Interactive virtual video tours become more appealing

May 28, 2007 09:09 GMT  ·  By
More than $4 million in equipment upgrades shine 100 million pixels on Iowa State University's six-sided virtual reality room.
   More than $4 million in equipment upgrades shine 100 million pixels on Iowa State University's six-sided virtual reality room.

Virtual tours offer tourists a recreated view of famous historical sites that are either inaccessible or have been damaged or destroyed over time. In some cases, this is the only way to travel in time and walk around mankind's greatest construction achievements.

Technology from computer games, animation and artificial intelligence provide the elements to make this happen, but many of the tours focus on the computer graphics and interaction. As computer speed and technology improve and costs drop, the equipment required by these virtual time travels costing more than $1 million a few years ago can now be purchased for tens of thousands of dollars less.

The are many examples of this technology being put to good use, and it proves to be a viable attraction as well as a means of educating people about the past and about ourselves.

The Archaeology Technologies Laboratory at North Dakota State University used 3-D computer visualizations to re-create the On-A-Slant village of the Mandan, a tribe that inhabited the Plains area.

Another example is the Colonial Williamsburg Foundation, which is creating a virtual 3-D model of a recently excavated theater in Williamsburg, the restored 18th-century capital of Virginia, with an upcoming virtual tour of the entire town.

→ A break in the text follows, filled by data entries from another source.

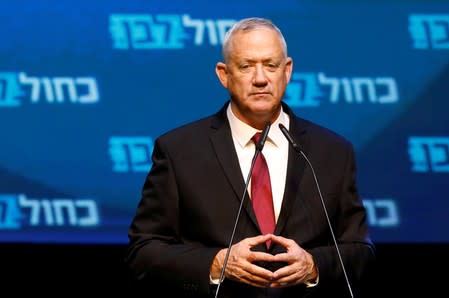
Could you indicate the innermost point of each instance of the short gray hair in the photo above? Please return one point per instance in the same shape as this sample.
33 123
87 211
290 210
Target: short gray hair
249 24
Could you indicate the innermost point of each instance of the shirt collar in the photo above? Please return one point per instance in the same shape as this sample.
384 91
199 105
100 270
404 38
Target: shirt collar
243 133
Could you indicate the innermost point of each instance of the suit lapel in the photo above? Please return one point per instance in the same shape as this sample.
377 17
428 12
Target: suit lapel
223 145
295 170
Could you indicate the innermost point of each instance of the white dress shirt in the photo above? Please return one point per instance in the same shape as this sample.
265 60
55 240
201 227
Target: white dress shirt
275 151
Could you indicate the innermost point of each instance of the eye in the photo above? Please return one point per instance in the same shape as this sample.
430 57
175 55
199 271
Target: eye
272 66
244 67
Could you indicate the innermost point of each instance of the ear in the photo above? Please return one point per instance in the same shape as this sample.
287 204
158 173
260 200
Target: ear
222 73
288 68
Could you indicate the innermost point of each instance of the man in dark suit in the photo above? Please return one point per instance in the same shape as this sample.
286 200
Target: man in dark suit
179 238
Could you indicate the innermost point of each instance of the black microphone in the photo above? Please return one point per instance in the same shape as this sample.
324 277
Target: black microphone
259 146
295 146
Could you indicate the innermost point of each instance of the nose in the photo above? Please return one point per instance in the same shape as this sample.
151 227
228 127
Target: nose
260 78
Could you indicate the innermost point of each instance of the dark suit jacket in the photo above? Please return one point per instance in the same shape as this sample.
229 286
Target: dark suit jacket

Boston's Museum of Fine Arts has recreated a temple and a palace built by Egyptian Pharaoh Akhenaten and Queen Nefertiti, in 3-D. As Phil Getchell, the museum's director of new media, said, they are trying to find new ways of popularizing ancient artifacts and sites, which will no longer be seen by some visitors as just pieces of rock and tools, but will be observed as an integrated part of a historical site.

"It really seems to have taken off over the past two or three years, especially as it has become more affordable," Getchell said. "Depending on the project, you can still spend a lot generating the content itself, but the equipment and technology is easier to use and more affordable," said Donald Sanders, president of Learning Sites Inc., a company that designs and develops interactive 3-D models of sites, including those of a palace at Nimrud in Iraq.

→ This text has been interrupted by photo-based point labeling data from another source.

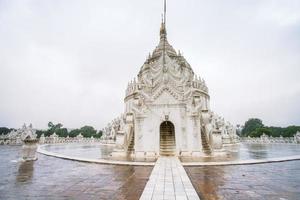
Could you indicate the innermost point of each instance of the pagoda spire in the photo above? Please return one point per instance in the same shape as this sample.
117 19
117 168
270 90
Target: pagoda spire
163 30
163 36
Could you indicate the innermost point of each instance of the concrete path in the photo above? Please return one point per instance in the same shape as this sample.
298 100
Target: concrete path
169 180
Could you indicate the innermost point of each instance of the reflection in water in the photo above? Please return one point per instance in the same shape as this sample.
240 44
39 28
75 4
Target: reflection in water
258 151
206 181
231 153
25 171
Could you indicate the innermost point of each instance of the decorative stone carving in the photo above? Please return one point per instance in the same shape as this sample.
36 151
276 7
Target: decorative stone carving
166 83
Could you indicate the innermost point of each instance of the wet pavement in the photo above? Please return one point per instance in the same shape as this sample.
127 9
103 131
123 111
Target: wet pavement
260 181
241 152
53 178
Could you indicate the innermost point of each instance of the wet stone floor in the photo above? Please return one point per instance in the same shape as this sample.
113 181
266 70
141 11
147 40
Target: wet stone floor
54 178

"It creates a vivid image that can persist in the public imagination and provide more insight and appreciation of lost architecture and cultures," said John Hancock, a University of Cincinnati architecture professor and director of "Earthworks: Virtual Explorations of the Ancient Ohio Valley."

The improvements of the 3-D environment applications will be immediately visible, as scientists are beginning to very accurately model the effects of smoke, dust, fog and interior lighting conditions, all of which would have impacted on the way that buildings were experienced by contemporaries.